Tuesday, February 23, 2010

Graffiti: A Mark of Class and Distinction

Who thinks graffiti is awesome?

Don't bother raising your hands. I can just tell by the paint stains on your fingers.

What a wonderful sense of power you must feel as you express yourself and show the world that you, an otherwise ordinary teenager, have the ability to write your name on other people's property. What a festive air your illegible scrawls add to any neighborhood. What a wonderful demonstration of the triumph of the public school system.

Certainly, the homeowner would not have built such a boring, pristine wall if they did not intend for you to improve it with your sophomoric decorative ability. Yes, tagging is a great boon to everyone. People love seeing your handiwork livening up an otherwise antiseptic area. How generous of you to share your "art" with the world, for free, in spaces where everyone can see it.
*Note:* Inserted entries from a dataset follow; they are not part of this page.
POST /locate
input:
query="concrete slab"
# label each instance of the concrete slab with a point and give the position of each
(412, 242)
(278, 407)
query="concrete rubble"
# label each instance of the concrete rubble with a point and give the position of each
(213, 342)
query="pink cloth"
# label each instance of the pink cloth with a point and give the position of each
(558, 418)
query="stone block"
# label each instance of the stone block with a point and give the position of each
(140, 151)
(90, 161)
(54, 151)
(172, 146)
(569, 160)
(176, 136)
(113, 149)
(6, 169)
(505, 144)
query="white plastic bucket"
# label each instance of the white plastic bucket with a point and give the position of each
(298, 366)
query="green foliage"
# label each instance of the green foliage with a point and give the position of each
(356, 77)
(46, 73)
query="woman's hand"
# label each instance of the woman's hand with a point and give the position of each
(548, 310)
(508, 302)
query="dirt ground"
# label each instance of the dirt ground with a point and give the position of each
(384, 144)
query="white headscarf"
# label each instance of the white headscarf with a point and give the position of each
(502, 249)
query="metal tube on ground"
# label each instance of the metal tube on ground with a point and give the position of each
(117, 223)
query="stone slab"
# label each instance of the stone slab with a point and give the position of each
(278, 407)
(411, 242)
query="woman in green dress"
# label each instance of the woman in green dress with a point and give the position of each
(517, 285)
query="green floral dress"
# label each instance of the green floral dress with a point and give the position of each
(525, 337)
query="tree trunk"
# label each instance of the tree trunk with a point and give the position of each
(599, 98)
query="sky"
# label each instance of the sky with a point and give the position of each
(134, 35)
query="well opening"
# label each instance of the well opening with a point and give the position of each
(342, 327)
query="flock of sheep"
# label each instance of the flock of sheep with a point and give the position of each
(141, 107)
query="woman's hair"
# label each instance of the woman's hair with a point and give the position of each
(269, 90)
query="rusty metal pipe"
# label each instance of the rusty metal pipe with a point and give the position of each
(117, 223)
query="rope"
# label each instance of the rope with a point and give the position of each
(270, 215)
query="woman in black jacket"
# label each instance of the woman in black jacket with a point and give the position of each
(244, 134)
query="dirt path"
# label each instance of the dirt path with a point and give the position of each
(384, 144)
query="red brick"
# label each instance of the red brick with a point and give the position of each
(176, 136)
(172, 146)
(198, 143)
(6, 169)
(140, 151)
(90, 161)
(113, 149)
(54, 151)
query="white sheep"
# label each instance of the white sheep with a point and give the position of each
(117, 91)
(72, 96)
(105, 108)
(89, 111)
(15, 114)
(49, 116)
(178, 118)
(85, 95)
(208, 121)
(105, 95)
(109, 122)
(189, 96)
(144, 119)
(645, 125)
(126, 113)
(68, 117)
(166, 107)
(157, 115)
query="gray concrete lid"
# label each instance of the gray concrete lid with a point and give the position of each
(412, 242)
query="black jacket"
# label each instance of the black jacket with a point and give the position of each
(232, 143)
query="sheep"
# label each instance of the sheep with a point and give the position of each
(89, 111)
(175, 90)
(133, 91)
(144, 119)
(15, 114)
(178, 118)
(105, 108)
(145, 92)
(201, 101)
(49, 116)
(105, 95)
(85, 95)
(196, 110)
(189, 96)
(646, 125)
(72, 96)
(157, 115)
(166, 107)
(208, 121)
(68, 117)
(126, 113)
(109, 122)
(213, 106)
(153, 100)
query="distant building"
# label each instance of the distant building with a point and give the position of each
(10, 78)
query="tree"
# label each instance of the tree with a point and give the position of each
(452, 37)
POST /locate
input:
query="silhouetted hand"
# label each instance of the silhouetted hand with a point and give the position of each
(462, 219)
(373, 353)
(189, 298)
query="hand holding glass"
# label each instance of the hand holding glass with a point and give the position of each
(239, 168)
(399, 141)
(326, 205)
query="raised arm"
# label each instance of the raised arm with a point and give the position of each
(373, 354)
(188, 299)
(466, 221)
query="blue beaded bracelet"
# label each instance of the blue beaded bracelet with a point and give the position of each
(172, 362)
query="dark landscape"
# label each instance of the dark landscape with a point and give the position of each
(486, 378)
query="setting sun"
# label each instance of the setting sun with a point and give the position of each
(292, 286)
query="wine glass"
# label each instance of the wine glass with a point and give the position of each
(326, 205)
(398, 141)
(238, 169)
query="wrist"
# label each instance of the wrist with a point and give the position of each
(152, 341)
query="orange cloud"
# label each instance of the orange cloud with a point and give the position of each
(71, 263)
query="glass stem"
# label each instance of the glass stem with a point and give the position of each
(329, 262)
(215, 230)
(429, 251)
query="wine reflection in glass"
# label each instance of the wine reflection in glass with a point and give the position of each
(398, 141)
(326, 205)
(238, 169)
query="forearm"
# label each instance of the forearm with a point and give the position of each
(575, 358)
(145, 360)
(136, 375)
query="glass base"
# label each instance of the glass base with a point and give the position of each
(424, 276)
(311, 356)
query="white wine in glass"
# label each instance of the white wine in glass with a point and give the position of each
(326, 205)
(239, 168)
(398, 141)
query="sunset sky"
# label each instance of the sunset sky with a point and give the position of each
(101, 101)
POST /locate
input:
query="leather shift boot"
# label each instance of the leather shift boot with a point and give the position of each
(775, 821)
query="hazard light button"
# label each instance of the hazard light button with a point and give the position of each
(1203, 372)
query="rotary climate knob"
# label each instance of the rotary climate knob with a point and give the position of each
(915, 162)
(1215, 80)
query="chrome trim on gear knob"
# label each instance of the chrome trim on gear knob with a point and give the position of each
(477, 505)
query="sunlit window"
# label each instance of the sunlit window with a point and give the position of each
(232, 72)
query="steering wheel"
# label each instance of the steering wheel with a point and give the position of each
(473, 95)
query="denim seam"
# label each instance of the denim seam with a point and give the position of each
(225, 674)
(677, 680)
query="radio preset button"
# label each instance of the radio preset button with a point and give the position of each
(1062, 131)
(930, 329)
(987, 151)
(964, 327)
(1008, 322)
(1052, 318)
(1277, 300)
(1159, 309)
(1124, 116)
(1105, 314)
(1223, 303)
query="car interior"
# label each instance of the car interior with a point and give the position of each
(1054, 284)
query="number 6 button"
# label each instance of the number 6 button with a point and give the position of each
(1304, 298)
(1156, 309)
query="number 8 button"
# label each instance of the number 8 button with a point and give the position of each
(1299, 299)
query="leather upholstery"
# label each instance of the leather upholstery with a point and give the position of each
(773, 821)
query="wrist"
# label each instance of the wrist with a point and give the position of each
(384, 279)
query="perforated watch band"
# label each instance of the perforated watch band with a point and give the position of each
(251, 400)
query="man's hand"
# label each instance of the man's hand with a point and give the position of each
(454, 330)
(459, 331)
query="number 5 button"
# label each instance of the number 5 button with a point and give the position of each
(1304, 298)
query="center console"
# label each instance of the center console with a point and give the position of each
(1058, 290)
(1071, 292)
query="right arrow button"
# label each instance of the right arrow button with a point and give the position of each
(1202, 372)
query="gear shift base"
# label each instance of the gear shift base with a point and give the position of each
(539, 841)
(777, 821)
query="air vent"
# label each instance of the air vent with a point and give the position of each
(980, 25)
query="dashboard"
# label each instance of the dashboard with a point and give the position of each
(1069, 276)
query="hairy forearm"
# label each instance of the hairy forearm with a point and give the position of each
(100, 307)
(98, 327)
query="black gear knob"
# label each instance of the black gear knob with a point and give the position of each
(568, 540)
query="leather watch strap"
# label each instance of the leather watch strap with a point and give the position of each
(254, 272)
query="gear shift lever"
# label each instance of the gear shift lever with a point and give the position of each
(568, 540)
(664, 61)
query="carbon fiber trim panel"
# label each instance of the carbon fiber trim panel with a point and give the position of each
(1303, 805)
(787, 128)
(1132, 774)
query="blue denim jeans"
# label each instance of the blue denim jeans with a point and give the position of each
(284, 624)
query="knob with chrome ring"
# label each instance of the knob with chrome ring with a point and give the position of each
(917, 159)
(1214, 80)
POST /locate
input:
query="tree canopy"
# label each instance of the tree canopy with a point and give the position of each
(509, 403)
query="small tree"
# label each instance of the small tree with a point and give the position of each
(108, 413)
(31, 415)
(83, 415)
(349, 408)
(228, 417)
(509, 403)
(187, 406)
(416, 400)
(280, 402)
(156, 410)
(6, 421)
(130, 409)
If you really think tagging is fun, though, you should probably try to share the experience and bring it home, so you can enjoy it as much as those people whose views you have so lovingly graffitied. Why not invite adults—me, for example—over to your home? Show me your bedroom. Let me take stock of all your most prized possessions, those materials objects for which you have worked the hardest, saved the longest. I want you to experience that same sensation I feel when I see the gift you've left on my fence.

I'll bring my Sharpie. Indelible ink is so much fun. Once you let me know which objects you have toiled so hard to earn, I will demonstrate my ability to write my name on your stuff. Isn't that great? Now you can understand the joy I feel when I see your juvenile territorial markings.

Oh, wait, I forgot. You're a teenager. You probably don't have any expensive stuff, and if you do, you probably didn't work to earn it, and if you did, you are most likely not blessed with the free time and amoral creativity that possesses some adolescents to uglify other peoples' things with their name.

Yes, you certainly have made that fence your own, much in the same way that my cat has also taken possession of the same real estate by urinating upon it. Congratulations.

1 comments:

M. Utarkis said...

Although I live in a small city, tagging is as rampant an activity here as anywhere in the country. I am also acquainted with the majority of building maintenance companies here, and on first-name basis with several dozen caretakers, building managers, and guys-who-do-the-actual-work.

Even -mentioning- taggers to them is enough to cause pigeons to flee in panic.